Em Junho, a Heavenly Sweetness editou um dos discos de música africana mais prementes de 2020, Horizonte, dos Bandé-Gamboa, uma banda que, por causa da pandemia, não pode consumar o seu potencial em concerto.

Bandé-Gamboa: “Em vez de resgatar mais música, é altura de criar algo novo”

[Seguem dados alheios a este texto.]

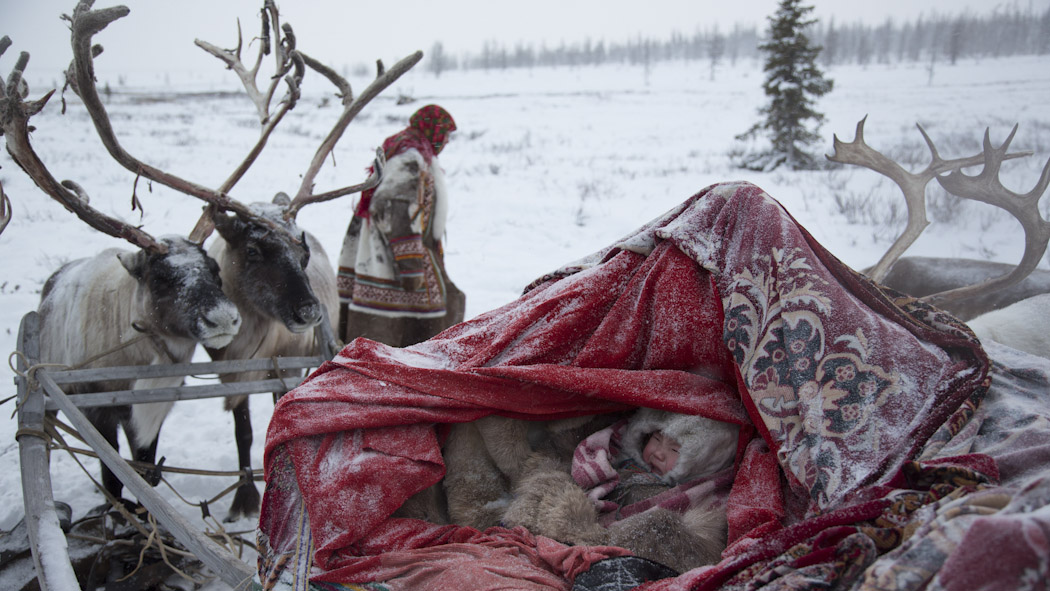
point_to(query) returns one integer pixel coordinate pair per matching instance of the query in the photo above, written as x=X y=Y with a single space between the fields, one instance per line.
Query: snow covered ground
x=547 y=166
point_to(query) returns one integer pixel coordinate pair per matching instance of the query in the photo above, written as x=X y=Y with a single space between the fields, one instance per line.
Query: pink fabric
x=593 y=470
x=723 y=308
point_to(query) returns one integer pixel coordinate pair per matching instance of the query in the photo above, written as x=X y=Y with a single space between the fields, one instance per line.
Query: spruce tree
x=792 y=84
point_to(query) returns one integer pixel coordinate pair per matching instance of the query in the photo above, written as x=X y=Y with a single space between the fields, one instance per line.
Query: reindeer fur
x=279 y=287
x=92 y=305
x=1024 y=325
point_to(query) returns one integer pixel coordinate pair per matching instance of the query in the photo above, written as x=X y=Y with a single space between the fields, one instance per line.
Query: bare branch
x=372 y=182
x=986 y=187
x=345 y=92
x=16 y=130
x=85 y=23
x=350 y=111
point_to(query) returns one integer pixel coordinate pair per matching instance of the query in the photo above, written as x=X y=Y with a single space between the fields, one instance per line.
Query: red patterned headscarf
x=427 y=132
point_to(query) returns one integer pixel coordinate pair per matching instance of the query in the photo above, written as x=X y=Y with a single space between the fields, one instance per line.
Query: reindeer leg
x=106 y=424
x=246 y=500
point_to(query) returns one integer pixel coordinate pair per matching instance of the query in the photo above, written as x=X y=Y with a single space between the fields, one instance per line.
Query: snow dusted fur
x=92 y=305
x=549 y=503
x=278 y=286
x=484 y=460
x=1024 y=325
x=925 y=275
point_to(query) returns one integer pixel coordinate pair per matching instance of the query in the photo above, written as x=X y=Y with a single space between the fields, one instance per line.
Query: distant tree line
x=1003 y=33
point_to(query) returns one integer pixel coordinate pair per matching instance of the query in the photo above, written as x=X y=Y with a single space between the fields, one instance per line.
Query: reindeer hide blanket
x=877 y=448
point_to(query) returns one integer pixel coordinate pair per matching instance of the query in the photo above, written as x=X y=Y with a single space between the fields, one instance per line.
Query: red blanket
x=725 y=308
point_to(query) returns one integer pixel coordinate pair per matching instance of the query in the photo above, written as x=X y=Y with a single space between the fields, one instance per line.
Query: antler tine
x=5 y=210
x=248 y=76
x=986 y=187
x=16 y=129
x=85 y=23
x=912 y=185
x=352 y=107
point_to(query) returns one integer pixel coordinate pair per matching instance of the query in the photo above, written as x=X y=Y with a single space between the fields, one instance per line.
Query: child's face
x=660 y=452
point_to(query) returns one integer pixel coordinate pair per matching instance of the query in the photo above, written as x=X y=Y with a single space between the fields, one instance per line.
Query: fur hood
x=707 y=445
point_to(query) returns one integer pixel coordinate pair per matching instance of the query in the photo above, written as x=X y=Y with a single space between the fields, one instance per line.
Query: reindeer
x=1025 y=324
x=278 y=276
x=120 y=308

Fotografia: Direitos Reservados
Publicado a: 15/10/2020

Algures no mês de Julho, o meu dealer de discos diz-me que tem algo para mim, “que [gosto] dos trópicos”. Das muitas nomenclaturas que usadas para descrever a dita música do mundo, esta talvez seja das menos problemáticas — as questões que destas categorias advêm passam, impreterivelmente, por uma separação “nós vs. eles”. Dos dois lados desta barricada imaginada há prejudicados: tanto quem faz e produz a música, sujeito a subjugar-se criativamente às regras de um mercado de souvenir e fetichizado, como quem a ouve, que na busca pelo autêntico ignora, invariavelmente, o que de facto o é em detrimento do que foi. O João, por obra de um perfil bem traçado, sabia que me estava a mostrar um projecto que nasce e existe na fronteira que separa o mercado da realidade periférica; porém, talvez não soubesse que me iria despoletar uma crise identitária induzida na rota dos Bandé-Gamboa.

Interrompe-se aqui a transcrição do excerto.